One of the drawbacks is that our method requires a word vector for the target value. This method cannot track values whose word vector is not available. This is why we exclude the name slot for the experiments. One promising approach is to use a part of a word as a unit.

Another drawback is that the proposed model tends to fail when two values include the same word. In the test dataset, “pub” is included in the food slot (“pub food”) and the type slot (“pub”).

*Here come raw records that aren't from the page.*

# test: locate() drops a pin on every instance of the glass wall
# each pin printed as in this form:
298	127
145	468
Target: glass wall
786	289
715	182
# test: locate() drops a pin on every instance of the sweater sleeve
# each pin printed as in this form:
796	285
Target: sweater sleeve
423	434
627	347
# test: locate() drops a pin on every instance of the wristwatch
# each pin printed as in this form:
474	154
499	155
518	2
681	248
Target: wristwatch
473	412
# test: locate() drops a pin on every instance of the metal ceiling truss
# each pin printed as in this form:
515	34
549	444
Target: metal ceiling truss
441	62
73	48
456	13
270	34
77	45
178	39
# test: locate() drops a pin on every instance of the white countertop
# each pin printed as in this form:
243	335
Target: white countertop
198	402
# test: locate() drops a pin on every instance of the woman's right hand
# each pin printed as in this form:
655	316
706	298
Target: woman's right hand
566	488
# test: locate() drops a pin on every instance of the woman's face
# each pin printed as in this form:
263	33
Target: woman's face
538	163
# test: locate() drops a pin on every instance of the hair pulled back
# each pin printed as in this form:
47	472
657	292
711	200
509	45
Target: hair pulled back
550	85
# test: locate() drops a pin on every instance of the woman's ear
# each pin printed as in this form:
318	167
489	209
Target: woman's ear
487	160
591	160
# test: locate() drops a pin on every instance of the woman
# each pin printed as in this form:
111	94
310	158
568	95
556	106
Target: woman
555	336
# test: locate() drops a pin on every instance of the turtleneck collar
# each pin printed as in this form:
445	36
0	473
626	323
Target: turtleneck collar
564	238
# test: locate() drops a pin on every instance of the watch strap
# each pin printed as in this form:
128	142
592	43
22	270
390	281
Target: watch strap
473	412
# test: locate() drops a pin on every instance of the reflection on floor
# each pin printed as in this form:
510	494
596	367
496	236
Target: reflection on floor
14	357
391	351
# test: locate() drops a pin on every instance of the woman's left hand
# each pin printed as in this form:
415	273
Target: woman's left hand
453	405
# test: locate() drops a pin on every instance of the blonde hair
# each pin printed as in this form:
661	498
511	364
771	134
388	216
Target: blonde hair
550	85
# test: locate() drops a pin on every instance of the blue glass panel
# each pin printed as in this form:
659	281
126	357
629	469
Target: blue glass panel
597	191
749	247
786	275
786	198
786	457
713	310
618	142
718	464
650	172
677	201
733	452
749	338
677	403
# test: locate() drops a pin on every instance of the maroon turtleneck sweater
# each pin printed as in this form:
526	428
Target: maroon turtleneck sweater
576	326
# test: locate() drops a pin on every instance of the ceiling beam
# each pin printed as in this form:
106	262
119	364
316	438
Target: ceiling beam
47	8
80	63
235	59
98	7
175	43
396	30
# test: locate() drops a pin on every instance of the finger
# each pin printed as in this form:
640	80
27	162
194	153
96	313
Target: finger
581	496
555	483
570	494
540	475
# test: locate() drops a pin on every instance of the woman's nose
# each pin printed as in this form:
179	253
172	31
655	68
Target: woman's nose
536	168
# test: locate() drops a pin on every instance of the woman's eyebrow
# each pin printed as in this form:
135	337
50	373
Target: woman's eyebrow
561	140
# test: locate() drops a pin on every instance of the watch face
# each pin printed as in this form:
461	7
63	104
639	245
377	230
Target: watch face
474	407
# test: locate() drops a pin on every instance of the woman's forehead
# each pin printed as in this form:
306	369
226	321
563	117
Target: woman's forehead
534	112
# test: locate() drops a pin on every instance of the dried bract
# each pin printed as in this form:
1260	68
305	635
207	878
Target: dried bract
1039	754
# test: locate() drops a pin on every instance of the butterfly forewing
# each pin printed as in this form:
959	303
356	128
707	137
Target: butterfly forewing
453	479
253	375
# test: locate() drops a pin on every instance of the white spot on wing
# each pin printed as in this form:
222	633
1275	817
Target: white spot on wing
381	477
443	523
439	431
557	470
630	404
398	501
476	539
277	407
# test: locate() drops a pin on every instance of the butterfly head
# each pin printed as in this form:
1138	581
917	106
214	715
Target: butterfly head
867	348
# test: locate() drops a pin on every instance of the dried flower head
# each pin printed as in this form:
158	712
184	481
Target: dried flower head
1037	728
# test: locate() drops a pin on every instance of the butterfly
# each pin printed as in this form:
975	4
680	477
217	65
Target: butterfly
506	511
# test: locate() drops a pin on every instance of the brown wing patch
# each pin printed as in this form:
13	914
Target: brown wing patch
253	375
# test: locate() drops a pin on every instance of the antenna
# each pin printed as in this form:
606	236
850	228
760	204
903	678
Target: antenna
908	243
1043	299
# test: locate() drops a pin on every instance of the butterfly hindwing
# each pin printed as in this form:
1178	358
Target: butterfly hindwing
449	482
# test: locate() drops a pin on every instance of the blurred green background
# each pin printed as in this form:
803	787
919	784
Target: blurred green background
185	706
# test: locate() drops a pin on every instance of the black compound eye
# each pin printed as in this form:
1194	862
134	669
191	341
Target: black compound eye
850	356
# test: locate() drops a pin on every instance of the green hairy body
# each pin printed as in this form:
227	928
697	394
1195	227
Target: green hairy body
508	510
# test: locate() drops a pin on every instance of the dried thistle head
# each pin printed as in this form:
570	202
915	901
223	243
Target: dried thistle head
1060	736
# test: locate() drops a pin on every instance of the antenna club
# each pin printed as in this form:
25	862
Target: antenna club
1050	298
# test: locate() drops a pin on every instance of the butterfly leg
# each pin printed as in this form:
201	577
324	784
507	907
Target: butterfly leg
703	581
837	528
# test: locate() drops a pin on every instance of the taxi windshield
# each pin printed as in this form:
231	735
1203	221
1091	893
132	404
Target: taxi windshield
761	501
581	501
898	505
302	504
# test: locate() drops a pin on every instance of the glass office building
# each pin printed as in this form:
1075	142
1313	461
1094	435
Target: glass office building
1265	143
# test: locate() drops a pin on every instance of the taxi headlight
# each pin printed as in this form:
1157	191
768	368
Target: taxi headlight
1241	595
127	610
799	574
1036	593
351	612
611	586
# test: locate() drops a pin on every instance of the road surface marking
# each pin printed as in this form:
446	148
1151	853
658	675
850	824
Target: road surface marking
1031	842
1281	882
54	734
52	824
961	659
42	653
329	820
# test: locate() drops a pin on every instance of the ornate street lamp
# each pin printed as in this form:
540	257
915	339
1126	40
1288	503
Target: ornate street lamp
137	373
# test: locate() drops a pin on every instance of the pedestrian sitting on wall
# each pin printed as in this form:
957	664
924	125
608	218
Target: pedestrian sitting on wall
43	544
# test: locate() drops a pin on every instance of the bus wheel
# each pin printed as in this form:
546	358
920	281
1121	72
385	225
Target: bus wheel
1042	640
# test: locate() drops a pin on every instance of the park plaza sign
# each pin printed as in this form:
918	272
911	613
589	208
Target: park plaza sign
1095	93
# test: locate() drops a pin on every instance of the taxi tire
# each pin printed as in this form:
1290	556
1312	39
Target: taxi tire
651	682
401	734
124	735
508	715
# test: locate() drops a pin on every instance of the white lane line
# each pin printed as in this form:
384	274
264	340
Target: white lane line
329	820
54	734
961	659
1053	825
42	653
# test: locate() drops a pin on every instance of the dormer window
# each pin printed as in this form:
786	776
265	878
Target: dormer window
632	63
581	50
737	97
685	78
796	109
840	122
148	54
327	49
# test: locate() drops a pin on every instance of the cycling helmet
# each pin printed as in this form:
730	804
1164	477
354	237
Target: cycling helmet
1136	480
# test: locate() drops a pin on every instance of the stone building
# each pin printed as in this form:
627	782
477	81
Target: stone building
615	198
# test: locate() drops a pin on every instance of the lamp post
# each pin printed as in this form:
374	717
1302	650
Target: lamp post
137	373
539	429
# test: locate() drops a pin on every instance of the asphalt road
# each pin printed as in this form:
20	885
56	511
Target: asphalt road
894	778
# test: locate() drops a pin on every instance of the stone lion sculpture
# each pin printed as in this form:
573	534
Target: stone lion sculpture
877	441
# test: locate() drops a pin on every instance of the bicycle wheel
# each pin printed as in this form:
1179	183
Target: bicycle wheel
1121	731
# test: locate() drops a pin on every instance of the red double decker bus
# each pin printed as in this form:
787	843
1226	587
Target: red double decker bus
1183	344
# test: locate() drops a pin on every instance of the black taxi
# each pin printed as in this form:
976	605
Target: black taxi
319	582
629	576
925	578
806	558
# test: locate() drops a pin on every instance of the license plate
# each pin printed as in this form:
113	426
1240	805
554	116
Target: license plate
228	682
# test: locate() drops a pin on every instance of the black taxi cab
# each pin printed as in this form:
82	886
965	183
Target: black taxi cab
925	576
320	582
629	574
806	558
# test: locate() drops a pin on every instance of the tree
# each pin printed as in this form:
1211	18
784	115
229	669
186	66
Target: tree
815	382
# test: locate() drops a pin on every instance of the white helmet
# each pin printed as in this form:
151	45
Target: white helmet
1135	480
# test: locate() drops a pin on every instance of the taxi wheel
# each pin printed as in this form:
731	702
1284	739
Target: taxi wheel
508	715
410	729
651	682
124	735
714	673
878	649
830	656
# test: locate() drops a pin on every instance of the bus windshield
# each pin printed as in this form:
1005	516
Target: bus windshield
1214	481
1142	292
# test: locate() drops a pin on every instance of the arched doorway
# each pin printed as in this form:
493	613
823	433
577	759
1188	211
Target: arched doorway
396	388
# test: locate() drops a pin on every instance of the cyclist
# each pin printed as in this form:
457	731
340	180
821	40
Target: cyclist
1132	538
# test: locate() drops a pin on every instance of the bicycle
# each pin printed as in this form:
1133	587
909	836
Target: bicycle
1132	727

When a user says “I’m looking for a pub food restaurant,” the ground truth of the dialog state is “food = pub food, type = pub.” On the other hand, if a user says “I’m looking for a pub,” the ground truth of the dialog state is “food = none, type = pub.” The DST model with target value attention tends to estimate such user utterances as “food = pub food.”

4 Summary

This paper proposed a fully data-driven approach to DST based on a target value attention mechanism. Unlike conventional attention mechanisms, the proposed attention mechanism utilizes the hypothesis for slot values in order to focus on unseen values without model retraining. We used the DSTC2 and DSTC3 datasets to evaluate the DST model based on the proposed approach. For unseen values, the results showed that using the proposed attention mechanism led to a 10.3-point improvement over the conventional attention mechanism.

Future research will aim to improve the accuracy of the model for both seen and unseen values as well as extend the proposed approach to handle unseen slots.